Reputation: 1682
I am trying to come up with a faster way of coding what I want to. Here is the part of my program I am trying to speed up, hopefully using more inbuilt functions:
num = 0
num1 = 0
rand1 = rand_pos[0:10]
time1 = time.clock()
for rand in rand1:
for gal in gal_pos:
num1 = dist(gal, rand)
num = num + num1
time2 = time.clock()
time_elap = time2-time1
print time_elap
Here, rand_pos and gal_pos are lists of length 900 and 1 million respectively. Here dist is function where I calculate the distance between two points in euclidean space. I used a snippet of the rand_pos to get a time measurement. My time measurements are coming to be about 125 seconds. This is way too long! It means that if I run the code over all the rand_pos, it will take about three hours to do! Is there a faster way I can do this?

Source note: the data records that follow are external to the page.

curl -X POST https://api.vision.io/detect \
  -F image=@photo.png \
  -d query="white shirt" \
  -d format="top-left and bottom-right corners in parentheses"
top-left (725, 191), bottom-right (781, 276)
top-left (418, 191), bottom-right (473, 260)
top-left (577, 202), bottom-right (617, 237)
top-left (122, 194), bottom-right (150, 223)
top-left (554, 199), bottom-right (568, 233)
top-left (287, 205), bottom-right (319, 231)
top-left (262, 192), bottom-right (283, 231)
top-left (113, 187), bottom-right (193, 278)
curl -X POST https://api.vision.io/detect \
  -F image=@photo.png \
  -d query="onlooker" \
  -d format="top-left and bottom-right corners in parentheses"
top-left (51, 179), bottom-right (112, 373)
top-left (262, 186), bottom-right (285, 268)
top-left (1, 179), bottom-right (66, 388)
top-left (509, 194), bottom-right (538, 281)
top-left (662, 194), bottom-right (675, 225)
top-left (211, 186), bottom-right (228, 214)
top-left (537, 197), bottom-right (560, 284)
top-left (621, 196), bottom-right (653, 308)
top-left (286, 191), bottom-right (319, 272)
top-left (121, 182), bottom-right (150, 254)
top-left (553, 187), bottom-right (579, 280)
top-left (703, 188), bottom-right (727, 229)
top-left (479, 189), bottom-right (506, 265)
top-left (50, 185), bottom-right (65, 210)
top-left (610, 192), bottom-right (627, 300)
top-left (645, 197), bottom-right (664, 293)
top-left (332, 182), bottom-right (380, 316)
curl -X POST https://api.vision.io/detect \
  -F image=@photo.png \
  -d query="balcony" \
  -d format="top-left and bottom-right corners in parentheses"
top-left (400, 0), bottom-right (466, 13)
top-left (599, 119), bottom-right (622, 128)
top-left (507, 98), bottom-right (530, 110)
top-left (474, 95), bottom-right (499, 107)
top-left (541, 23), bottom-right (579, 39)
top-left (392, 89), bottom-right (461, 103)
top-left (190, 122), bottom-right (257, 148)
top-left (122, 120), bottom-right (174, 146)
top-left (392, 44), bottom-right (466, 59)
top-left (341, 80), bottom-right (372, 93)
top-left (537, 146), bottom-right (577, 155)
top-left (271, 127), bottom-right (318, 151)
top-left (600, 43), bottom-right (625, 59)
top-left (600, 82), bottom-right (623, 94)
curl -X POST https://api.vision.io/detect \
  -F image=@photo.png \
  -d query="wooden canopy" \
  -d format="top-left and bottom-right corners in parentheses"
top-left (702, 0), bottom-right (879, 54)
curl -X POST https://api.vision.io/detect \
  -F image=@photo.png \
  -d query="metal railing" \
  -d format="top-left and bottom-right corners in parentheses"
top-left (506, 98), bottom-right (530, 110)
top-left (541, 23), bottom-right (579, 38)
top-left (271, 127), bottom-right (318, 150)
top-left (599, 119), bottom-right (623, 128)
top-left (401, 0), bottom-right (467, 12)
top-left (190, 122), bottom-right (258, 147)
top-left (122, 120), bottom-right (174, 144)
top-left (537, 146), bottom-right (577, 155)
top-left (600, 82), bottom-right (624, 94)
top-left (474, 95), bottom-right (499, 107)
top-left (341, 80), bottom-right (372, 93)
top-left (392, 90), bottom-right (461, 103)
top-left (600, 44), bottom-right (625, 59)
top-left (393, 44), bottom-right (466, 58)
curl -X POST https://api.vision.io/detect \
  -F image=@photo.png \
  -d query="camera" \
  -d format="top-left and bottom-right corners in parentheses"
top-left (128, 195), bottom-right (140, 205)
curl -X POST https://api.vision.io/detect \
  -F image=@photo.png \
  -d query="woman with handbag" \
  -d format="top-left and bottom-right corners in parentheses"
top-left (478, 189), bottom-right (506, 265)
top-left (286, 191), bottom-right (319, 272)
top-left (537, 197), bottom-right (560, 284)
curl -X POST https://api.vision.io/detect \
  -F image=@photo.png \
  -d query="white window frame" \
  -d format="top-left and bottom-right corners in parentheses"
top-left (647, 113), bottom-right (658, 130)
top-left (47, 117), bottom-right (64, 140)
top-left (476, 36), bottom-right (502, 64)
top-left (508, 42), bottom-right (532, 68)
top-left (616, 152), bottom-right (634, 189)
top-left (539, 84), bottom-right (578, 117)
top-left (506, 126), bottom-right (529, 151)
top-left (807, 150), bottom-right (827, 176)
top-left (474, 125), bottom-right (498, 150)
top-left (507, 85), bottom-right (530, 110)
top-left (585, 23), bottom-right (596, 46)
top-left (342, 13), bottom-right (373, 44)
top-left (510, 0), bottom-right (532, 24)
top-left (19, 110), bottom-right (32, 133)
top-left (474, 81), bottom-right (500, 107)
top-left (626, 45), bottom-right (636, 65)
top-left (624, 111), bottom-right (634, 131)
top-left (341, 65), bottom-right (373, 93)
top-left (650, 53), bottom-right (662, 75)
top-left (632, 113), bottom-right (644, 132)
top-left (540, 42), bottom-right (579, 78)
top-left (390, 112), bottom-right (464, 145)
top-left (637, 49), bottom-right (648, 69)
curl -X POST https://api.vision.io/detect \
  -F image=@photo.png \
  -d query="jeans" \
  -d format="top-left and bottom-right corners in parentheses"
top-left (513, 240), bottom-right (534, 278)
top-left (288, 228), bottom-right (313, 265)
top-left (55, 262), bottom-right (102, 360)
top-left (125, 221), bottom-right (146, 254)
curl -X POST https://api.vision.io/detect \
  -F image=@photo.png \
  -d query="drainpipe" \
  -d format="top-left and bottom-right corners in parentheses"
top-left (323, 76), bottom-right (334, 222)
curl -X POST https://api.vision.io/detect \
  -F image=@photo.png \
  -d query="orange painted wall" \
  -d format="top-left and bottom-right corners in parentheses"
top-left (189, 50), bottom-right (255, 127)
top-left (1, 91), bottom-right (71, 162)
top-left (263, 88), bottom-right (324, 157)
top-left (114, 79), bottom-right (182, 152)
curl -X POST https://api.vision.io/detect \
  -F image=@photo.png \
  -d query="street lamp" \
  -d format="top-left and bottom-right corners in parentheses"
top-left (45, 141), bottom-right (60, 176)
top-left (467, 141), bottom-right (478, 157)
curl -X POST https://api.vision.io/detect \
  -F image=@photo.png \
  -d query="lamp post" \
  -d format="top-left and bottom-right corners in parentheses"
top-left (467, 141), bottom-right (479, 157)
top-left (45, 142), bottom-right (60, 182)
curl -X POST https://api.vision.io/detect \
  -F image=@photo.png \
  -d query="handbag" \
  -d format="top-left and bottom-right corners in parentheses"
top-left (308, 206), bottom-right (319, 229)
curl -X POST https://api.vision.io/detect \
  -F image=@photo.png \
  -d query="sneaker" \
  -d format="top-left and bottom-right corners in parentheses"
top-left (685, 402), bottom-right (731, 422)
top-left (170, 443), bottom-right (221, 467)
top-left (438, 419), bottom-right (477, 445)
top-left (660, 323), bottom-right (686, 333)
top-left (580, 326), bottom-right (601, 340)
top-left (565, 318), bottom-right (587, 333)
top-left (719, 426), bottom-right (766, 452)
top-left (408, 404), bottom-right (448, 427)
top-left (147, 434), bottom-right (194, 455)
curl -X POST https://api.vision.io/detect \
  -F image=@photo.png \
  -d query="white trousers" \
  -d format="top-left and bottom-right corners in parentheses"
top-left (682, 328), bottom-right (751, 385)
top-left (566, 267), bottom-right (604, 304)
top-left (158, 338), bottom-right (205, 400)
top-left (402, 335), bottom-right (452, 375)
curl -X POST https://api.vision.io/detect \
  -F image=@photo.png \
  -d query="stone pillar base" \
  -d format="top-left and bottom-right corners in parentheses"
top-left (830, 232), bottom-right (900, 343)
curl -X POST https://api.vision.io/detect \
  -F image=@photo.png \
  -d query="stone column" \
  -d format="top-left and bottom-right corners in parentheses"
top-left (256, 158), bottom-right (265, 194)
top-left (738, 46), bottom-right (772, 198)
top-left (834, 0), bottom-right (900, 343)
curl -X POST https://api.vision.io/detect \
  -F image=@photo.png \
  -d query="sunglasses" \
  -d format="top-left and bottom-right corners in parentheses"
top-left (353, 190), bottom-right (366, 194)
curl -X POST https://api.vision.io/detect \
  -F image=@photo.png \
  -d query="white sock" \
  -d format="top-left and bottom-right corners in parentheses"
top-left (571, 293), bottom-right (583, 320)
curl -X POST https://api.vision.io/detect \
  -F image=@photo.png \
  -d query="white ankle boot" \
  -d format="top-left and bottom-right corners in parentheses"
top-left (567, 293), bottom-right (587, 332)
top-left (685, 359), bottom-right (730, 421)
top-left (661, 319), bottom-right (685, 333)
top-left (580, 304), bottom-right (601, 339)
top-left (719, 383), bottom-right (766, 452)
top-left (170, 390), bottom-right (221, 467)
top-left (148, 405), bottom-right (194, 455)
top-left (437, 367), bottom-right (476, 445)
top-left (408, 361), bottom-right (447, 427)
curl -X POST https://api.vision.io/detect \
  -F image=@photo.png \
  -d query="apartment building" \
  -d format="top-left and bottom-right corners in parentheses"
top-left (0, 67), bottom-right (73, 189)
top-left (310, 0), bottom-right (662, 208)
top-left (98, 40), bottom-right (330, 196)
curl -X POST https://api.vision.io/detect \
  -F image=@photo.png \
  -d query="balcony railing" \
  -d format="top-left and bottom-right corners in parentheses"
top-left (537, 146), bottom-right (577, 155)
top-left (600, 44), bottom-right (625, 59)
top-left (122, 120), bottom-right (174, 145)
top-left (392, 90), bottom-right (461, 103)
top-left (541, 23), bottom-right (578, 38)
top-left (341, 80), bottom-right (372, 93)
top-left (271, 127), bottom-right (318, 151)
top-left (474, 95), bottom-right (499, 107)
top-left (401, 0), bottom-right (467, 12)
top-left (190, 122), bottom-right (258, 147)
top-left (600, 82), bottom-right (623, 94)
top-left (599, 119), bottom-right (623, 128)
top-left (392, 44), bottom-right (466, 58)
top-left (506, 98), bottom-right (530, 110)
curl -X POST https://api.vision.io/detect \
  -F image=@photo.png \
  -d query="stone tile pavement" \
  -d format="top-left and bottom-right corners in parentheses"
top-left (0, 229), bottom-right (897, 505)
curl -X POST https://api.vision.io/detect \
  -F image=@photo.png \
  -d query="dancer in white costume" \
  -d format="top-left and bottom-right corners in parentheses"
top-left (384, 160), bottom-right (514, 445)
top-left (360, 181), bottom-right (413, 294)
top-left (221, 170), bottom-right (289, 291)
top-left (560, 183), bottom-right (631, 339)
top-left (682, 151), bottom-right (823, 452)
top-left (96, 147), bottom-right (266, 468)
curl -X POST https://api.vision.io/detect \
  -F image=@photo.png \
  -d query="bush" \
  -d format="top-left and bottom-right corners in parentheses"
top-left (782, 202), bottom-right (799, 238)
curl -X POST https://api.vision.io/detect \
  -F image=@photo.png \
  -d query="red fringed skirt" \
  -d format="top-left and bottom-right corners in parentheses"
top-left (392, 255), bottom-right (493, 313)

Here is the dist function:
def dist(pos1,pos2):
n = 0
dist_x = pos1[0]-pos2[0]
dist_y = pos1[1]-pos2[1]
dist_z = pos1[2]-pos2[2]
if dist_x<radius and dist_y<radius and dist_z<radius:
positions = [pos1,pos2]
distance = scipy.spatial.distance.pdist(positions, metric = 'euclidean')
if distance<radius:
n = 1
return n
Upvotes: 0
Views: 134
Reputation: 7309
There is a function in scipy
that does exactly what you want to do here:
scipy.spatial.distance.cdist(gal, rand1, metric='euclidean')
It will be faster than anything you write in pure Python
probably, since the heavy lifting (looping over the pairwise combinations between arrays) is implemented in C
.
Currently your loop is happening in Python, which means there is more overhead per iteration, then you are making many calls to pdist
. Even though pdist
is very optimized, the overhead of making so many calls to it slows down your code. This type of performance issue was once described to me with a very useful analogy: its like trying to have a conversation with someone over the phone by saying one word per phone call, even though each word is going across the line very fast, your conversation will take a long time because you need to hang up and dial again repeatedly.
Upvotes: 2
Reputation: 21914
While most of the optimization probably needs to happen within your dist
function, there are some tips here to speed things up:
# Don't manually sum
for rand in rand1:
num += sum([dist(gal, rand) for gal in gal_pos])
#If you can vectorize something, then do
import numpy as np
new_dist = np.vectorize(dist)
for rand in rand1:
num += np.sum(new_dist(gal_pos, rand))
# use already-built code whenever possible (as already suggested)
scipy.spatial.distance.cdist(gal, rand1, metric='euclidean')
Upvotes: 3